Thursday, June 17, 2010

I Think I Have Something in My Eye



I consider myself to be a pretty manly guy. I drink my whiskey straight, I enjoy the occasional cigar with my friends, and one of my all time favorite movies is Rudy. Now, having said all of this I’ll admit, even I sometimes have my vulnerable moments.

Now, the story which I’m about to get into, it actually took place several months ago. I know I could have posted it back then, but I’ll level with you – I needed this time to come to terms with what happened.

It must have been November or December of last year, I just remember it was cold out; Wifey and I were sitting on our couch one weekend afternoon not knowing what to do with ourselves. For those of you who have spent a considerable amount of time in the Northeast, you can appreciate that a winter in Boston is no time for leisurely outdoor activities. From October through March, we Boston residents just hunker down in our sweatpants, and make sure that we’re stocked up on blankets, DVD’s, and do our best to weather the storm.

Wifey and I finally figure out that since there’s no way either of us are getting out of our sweats, I guess the only thing to take up some time on this Saturday would be to rent a movie. We decide to rent “Marley & Me”.

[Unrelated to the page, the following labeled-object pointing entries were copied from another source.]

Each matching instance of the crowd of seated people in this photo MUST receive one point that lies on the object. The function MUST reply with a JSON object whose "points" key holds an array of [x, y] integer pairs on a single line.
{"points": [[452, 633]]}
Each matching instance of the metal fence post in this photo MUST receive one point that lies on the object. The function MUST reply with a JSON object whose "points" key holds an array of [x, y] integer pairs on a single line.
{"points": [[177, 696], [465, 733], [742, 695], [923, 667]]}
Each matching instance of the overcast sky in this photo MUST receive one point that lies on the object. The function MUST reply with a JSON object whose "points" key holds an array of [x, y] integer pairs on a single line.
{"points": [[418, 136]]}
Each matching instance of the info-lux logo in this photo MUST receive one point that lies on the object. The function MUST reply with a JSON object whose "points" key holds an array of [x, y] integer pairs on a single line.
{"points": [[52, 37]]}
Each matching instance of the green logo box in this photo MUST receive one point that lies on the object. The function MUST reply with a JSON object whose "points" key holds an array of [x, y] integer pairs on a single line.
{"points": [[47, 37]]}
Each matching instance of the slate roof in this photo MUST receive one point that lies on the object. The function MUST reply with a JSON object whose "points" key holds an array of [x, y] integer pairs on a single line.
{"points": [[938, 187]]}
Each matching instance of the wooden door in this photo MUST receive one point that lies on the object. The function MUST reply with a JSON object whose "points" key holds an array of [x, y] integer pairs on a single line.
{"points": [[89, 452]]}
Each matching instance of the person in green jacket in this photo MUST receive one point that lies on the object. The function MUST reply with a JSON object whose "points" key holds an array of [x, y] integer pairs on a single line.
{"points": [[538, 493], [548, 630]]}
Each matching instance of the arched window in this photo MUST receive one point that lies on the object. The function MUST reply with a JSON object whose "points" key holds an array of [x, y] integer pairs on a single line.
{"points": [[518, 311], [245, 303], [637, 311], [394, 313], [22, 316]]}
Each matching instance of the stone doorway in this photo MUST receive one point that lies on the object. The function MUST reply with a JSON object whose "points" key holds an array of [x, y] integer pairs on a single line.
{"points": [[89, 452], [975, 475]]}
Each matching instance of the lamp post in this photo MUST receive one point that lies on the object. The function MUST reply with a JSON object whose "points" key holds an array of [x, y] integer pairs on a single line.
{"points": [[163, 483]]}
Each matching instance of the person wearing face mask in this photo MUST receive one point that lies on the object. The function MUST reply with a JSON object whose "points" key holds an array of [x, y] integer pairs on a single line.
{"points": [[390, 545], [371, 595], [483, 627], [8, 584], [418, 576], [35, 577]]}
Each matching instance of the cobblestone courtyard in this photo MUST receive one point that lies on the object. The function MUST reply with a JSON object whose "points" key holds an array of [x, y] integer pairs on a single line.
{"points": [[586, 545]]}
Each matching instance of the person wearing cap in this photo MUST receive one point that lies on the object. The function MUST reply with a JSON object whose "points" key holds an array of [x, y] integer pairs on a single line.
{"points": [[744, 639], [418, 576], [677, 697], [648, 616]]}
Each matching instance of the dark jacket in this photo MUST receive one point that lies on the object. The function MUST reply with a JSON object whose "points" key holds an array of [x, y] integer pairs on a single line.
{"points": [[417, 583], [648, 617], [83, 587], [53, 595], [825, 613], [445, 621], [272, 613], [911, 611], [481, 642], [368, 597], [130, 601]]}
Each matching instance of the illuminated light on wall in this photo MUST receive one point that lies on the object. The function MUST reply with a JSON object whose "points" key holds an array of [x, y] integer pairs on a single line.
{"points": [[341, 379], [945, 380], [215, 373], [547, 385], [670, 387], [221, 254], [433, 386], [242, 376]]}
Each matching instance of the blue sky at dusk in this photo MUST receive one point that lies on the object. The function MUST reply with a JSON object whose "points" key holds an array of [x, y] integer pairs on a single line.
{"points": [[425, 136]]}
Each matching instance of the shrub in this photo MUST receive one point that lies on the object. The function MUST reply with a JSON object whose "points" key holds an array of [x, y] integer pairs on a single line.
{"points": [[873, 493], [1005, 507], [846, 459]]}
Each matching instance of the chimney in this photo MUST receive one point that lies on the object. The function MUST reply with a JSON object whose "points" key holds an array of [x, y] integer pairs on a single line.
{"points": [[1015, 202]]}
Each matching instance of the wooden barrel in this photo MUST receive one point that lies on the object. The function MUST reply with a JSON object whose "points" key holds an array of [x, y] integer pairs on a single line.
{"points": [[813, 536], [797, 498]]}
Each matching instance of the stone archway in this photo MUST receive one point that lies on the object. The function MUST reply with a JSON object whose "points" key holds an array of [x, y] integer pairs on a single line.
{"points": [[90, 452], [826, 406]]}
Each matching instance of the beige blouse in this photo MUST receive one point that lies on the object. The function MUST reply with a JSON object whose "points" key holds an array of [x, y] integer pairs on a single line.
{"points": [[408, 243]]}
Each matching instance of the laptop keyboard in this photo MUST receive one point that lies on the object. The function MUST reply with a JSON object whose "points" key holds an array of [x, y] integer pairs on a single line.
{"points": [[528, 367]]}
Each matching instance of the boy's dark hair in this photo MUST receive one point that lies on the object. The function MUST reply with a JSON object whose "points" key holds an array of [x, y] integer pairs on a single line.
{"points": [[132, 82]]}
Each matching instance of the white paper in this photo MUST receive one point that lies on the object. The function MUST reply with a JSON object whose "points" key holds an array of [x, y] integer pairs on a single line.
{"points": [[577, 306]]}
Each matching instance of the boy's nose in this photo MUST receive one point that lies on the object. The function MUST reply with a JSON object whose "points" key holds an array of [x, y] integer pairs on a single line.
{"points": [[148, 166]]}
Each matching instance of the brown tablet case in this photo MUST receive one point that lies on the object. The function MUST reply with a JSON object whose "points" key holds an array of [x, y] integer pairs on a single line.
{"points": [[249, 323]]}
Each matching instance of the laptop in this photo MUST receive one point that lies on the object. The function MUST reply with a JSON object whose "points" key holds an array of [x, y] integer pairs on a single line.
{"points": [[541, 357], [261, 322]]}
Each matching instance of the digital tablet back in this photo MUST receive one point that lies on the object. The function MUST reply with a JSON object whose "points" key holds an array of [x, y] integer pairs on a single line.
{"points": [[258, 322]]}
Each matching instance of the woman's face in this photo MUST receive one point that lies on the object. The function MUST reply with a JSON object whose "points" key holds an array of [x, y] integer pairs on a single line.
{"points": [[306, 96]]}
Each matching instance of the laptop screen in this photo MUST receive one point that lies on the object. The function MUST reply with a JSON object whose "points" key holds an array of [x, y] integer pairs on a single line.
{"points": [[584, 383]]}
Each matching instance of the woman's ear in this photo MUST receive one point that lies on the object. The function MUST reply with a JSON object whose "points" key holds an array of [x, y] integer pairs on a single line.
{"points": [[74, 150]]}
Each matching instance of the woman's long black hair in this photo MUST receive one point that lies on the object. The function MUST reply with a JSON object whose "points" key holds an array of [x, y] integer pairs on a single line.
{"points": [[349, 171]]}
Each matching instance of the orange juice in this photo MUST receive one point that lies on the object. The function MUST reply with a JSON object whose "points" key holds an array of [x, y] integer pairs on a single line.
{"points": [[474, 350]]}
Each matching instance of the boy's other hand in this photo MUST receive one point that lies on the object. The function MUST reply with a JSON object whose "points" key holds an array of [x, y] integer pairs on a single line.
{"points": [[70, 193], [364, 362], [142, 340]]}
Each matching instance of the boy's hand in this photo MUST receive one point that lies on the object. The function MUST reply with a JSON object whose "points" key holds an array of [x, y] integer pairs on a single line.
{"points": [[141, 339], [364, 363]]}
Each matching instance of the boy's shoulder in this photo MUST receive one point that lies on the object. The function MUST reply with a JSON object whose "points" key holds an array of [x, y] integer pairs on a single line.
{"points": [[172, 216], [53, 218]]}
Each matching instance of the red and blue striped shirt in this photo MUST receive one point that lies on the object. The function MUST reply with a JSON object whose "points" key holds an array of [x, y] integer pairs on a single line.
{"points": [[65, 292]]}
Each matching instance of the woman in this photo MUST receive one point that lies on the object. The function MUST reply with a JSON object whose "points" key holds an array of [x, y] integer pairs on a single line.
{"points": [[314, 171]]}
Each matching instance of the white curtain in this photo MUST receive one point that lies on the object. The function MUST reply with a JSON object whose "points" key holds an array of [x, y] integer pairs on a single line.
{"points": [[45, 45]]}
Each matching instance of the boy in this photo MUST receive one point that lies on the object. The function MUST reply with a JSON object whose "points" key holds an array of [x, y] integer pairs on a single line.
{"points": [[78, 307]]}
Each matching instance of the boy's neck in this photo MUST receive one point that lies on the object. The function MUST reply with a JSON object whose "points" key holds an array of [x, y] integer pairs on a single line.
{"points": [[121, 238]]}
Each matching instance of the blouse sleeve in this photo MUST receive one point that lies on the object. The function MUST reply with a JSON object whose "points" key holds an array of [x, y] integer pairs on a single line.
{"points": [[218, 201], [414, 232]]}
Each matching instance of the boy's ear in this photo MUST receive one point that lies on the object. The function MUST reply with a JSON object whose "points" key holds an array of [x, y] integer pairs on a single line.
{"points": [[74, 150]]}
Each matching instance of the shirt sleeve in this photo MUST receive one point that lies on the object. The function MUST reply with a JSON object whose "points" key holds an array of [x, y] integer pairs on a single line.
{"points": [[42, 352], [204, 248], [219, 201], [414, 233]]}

“Marley & Me”, for those of you who don’t know, looks like it’s going to be one of those lame romantic comedies… you put Jennifer Aniston and Owen Wilson together, and then you throw in a Labrador retriever who pulls all kinds of shenanigans, and bing bang boom – you got yourself movie magic. For anyone who hasn’t seen the movie yet, you may want to stop reading here, although it doesn’t really take a rocket scientist to figure out how the movie ends. The dog ends up dying.

Now, I’m certainly no rocket scientist (although I do love rockets), and even I, a simpleton, knew going into this movie that the dog was going to die at the end. You would think that I’d be prepared for it. Nope.

I was WEEPING, and I don’t mean that I shed a tear when Owen Wilson said goodbye to his dog, I mean I was full on sobbing like a child. There were tears streaming down my face, I had snot running down my nose, I even had those barely audible soft sobs going on. It was bad. I looked like Brett Favre during one his retirement speeches, but worse! I was crying so hard that even Wifey (who was also crying) was taken aback.






Yeah, that’s right. I cried, and I cried good and hard. I’m not ashamed to say it. I’d like to see any grown man get through that movie without shedding a tear. I’ll even go so far as to say that if you can do it, I’ll be the first to buy you a beer. And then I’ll never speak to you again, cause you have to be one cruel, dog-hating son-of-a-bitch not to shed a tear during that movie.


So, after that ‘episode’ finally ended, I was left red-eyed and thinking to myself – did I really just cry that hard at a movie? But you know what? I’m starting to think that I’m OK with it. Look, just cause I cried at a movie, doesn’t mean that I’m any less of a man. I still enjoy football just as much, and still believe that shoulder bags should be reserved solely for women and Europeans – I just have a soft spot for dogs.

I’ve said it before, and I’ll say it again… Get this man a puppy!